NCT number NCT00561548
Other study ID # 06 - PP - 2006
Secondary ID 2006-006877-26
Status Terminated
Phase N/A
First received November 20, 2007
Last updated May 27, 2011
Start date May 2007
Est. completion date April 2009

Study information

Verified date February 2009
Source Centre Hospitalier Universitaire de Nice
Contact n/a
Is FDA regulated No
Health authority France: Afssaps - Agence française de sécurité sanitaire des produits de santé (Saint-Denis)France: French Data Protection AuthorityFrance: Institutional Ethical Committee
Study type Interventional

Clinical Trial Summary

The aim of this research is to study Crohn disease patients before and after anti-TNF, the cooperation between lamina propria T-lymphocytes and macrophages, through the expression of co-signalisation molecules and their ligands, the production of cytokines participating in this cooperation, and the potential role of regulatory T lymphocytes.


Description:

Crohn disease is an inflammatory disease and its frequency has been increasing over the last 25 years. The physiopathology involves a failure in the negative regulatory mechanisms of the inflammatory responses in the intestines, along with an excessive production of TNF-α by T-lymphocytes and macrophages of the lamina propria.

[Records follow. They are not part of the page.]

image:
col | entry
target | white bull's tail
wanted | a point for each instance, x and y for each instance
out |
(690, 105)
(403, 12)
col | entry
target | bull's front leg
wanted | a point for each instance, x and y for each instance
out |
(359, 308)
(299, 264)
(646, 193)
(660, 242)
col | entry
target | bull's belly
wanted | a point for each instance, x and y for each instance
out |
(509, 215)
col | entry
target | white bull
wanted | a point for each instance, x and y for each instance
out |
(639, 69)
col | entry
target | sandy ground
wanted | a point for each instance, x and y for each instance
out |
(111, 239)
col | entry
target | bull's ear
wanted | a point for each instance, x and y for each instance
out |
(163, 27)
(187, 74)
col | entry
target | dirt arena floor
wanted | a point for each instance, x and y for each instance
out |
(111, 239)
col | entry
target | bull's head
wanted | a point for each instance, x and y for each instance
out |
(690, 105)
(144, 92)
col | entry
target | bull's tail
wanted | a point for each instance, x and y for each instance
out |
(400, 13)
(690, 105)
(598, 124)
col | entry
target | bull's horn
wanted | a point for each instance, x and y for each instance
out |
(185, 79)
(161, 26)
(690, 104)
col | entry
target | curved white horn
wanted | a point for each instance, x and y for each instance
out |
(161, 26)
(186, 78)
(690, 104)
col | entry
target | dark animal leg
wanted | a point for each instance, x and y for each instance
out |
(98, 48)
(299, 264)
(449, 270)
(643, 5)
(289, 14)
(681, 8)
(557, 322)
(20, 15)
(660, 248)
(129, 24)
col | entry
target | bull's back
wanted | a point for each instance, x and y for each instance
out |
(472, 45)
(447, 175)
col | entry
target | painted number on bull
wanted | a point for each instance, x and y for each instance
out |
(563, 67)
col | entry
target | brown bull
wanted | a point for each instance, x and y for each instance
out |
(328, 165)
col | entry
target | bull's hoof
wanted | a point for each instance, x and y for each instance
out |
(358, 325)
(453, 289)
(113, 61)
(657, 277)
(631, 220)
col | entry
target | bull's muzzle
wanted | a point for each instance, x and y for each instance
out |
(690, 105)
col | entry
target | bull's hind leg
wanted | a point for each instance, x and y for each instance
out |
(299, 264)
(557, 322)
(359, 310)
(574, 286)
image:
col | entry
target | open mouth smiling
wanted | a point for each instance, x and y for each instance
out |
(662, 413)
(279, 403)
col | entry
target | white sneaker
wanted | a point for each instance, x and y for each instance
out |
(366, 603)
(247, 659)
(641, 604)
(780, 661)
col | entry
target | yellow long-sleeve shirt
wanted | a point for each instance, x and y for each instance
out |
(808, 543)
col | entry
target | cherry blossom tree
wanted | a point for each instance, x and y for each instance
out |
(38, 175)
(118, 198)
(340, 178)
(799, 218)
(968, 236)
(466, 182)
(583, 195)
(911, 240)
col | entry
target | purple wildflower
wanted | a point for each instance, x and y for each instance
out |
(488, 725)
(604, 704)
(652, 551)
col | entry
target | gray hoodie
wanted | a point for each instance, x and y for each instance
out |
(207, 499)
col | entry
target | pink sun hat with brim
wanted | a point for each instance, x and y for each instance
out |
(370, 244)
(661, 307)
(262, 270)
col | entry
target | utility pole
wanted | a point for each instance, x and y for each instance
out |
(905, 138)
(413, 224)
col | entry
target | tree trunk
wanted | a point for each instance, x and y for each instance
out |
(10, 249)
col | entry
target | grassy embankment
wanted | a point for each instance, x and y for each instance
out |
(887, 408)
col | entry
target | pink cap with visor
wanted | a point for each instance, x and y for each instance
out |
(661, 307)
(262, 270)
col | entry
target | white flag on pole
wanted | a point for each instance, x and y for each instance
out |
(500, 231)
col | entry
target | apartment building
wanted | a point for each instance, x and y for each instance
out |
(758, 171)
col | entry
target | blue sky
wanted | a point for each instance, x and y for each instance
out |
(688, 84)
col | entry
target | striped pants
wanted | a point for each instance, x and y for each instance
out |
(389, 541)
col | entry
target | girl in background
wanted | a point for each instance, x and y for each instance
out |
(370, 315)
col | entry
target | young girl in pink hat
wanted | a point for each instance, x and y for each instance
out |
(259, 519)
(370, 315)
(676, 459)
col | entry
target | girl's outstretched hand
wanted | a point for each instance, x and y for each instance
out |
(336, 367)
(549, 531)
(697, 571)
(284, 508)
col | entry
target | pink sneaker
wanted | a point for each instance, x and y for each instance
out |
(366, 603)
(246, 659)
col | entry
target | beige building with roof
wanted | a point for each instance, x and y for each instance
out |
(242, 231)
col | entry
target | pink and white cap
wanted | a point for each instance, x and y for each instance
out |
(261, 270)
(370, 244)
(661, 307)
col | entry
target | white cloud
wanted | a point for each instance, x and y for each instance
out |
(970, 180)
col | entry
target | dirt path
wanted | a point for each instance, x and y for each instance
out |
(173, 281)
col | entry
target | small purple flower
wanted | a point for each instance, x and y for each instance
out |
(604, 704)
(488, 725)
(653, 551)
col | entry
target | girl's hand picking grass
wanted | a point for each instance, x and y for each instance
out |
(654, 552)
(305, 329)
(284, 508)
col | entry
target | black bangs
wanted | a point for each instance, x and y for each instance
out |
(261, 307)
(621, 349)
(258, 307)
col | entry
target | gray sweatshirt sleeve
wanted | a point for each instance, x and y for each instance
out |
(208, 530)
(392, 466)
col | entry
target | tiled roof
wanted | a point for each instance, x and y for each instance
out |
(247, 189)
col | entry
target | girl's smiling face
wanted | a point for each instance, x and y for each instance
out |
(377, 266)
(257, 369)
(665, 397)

Anti-TNF-α antibodies usually give good therapeutic results, in particular in patients who are resistent or dependant on steroids. Nevertheless, in Crohn disease, the destructive T-lymphocytes - macrophage interactions, their inhibition by anti-TNFα, and the impact of these antibodies on cellular signaling remain largely unknown.

Two groups of 10 patients with active Crohn disease, with or without azathioprine, and requiring the start of anti-TNF treatment are included in this study. Rectosigmoïdal biopsies and blood tests will be done before starting the treatment and after 10 weeks of treatment. Surface antigens, cytokines and cellular molecules and the number of apoptotic cells will be analyzed by FACS, and the quantification of RNA will be analyzed by RT-PCR.

This will therefore enable us to study, before and after anti-TNF-α, in patients treated or not with azathioprine, on intestinal and blood lymphocytes, the production of cytokines involved in the lymphocyte-macrophage interaction, and the potential role of regulatory T cells.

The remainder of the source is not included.